# Aftermarket Audio



## snowwy66 (Nov 5, 2017)

Your car settings are tied in to the radio. Take that out and you lose those settings. Might also be out any of the warranty that may apply to some electrical issue that could end up from not having the radio. 

Don't let that discourage you though. Scroll down through the threads though. I think there's some that have actually installed something more to their liking. 

I wanted to install the 8 inch with nav. But dealers said nothing they could do.


----------



## soonershane73 (May 2, 2018)

This might be the dumbest thing GM has ever done concerning car audio. I like the car but not if I can't add my subs. Thanks for the advice on the other threads though. I will scroll


----------



## snowwy66 (Nov 5, 2017)

It's not just GM. My son's 16 mazda has features integrated in to the radio also.

I'm betting every manufacture has something in the radio these days.


----------



## GraySkies (Feb 6, 2018)

I am getting ready to do some upgrades to my 2016 with the 7" base system. Starting with an Audison Bit Ten DSP. I am planning to take a bunch of pics and do a thread on it when I get around to it, but right now the car is in the shop getting a new engine.

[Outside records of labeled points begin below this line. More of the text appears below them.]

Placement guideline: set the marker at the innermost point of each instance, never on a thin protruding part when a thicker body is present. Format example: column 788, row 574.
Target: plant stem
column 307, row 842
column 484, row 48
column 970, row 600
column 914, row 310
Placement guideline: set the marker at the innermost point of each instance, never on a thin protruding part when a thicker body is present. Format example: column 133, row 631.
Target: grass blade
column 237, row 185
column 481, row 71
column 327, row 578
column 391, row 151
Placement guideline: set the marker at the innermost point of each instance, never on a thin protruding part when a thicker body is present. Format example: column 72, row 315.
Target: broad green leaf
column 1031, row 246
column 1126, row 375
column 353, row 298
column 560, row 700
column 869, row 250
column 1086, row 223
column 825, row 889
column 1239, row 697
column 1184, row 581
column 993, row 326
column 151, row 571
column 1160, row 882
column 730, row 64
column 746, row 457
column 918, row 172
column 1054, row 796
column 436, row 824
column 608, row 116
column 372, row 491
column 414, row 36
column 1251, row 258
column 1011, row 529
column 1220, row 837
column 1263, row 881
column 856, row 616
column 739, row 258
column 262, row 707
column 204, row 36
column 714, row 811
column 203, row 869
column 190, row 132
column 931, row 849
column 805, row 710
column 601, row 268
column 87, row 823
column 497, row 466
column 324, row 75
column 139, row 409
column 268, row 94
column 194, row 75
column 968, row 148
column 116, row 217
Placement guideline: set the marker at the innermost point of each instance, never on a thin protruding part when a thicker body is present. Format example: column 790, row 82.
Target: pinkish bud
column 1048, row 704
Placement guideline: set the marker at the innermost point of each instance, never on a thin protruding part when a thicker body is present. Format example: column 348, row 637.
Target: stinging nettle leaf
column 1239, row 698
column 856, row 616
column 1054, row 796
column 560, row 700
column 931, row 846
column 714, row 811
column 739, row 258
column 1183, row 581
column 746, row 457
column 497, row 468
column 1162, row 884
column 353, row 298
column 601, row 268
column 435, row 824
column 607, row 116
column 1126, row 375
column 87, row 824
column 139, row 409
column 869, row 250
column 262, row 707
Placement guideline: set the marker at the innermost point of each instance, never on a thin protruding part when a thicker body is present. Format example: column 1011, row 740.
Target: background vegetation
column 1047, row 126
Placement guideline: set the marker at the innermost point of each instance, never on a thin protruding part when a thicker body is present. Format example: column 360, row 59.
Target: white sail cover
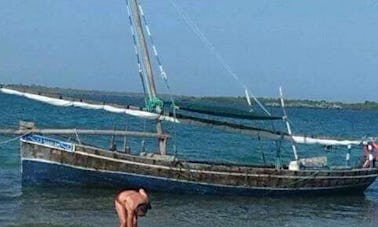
column 109, row 108
column 326, row 142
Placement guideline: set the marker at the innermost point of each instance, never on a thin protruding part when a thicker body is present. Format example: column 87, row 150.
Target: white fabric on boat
column 11, row 92
column 114, row 109
column 52, row 101
column 109, row 108
column 327, row 142
column 85, row 105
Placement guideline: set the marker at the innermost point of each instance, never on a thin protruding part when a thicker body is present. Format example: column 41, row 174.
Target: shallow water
column 71, row 206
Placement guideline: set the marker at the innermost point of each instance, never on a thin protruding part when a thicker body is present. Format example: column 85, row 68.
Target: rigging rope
column 218, row 56
column 163, row 74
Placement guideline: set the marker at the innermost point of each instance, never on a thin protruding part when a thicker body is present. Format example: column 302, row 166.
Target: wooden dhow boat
column 50, row 161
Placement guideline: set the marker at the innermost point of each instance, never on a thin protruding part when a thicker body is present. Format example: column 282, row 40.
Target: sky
column 322, row 50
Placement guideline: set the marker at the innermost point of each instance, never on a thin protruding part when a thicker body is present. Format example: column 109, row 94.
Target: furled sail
column 67, row 103
column 326, row 142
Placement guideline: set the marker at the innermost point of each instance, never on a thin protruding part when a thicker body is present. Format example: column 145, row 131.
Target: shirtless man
column 129, row 205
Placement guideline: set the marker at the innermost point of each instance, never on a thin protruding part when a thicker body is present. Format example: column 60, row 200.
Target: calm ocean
column 72, row 206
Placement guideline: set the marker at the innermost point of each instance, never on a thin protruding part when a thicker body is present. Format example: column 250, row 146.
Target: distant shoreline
column 273, row 102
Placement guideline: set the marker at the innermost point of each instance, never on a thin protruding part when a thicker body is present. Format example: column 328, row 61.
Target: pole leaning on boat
column 142, row 45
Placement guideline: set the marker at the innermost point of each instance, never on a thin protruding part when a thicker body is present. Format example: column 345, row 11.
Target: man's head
column 142, row 209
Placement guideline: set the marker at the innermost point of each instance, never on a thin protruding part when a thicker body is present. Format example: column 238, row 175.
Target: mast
column 143, row 47
column 136, row 11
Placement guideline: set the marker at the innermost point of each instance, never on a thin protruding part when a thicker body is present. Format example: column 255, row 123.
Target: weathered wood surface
column 167, row 167
column 84, row 131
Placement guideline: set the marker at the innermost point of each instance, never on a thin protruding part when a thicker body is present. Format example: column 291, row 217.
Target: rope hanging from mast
column 142, row 75
column 218, row 56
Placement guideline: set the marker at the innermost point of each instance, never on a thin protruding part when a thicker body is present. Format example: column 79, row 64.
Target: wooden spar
column 83, row 131
column 288, row 125
column 147, row 64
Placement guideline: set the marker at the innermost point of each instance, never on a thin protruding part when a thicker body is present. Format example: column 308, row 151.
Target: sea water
column 73, row 206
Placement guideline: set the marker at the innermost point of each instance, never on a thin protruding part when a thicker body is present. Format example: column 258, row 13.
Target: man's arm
column 130, row 219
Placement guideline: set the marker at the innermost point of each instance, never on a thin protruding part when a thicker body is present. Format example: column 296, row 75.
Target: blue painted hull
column 37, row 172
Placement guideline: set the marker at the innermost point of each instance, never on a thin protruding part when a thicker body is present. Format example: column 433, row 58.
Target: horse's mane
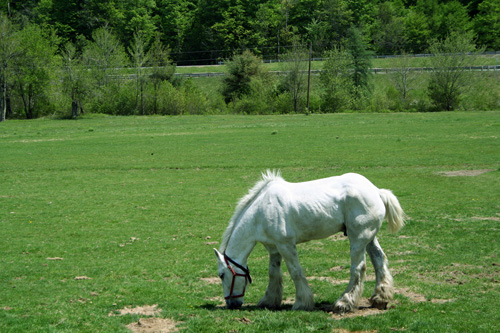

Broken piston #1 cylinder... hmy:


----------



## Slimgravy (Nov 12, 2017)

I'm doing the bit 10 as well and prob a 5 ch to power stuff.

I have the 7inch and I used the rear door leads to get input to my sub amp for now. I disconnected the rear ones then that gives me full control to blend sub into the front stage. 

Added a component set up front and so far I'm pretty happy. Next up is new 3 Inch mids and fiberglass. ?


----------



## GraySkies (Feb 6, 2018)

Slimgravy said:


> I'm doing the bit 10 as well and prob a 5 ch to power stuff.
> I have the 7inch and I used the rear door leads to get input to my sub amp for now. I disconnected the rear ones then that gives me full control to blend sub into the front stage.
> Added a component set up front and so far I'm pretty happy. Next up is new 3 Inch mids and fiberglass. ?


We should compare notes as we get going. I am going to start a thread on mine when I get a little deeper into it. All I have done so far is take the dash apart and splice in to the factory head unit speaker wires with some Stinger Speedwire. I'm going to run that back to the trunk to feed the bit ten. I have some pics and wiring diagram info for when I get the thread going.

I will be running the Bit Ten out to a JBL Club 4505 amp (both mounted under the package tray in the trunk), and then to some Focal 165 components up front in the stock locations, with a 12" Infinity Kappa sub in a sealed box in the trunk.

I have all the hardware sitting on the bench in my shop, but I am having to piecemeal the installation due to life being kinda busy at this time.


----------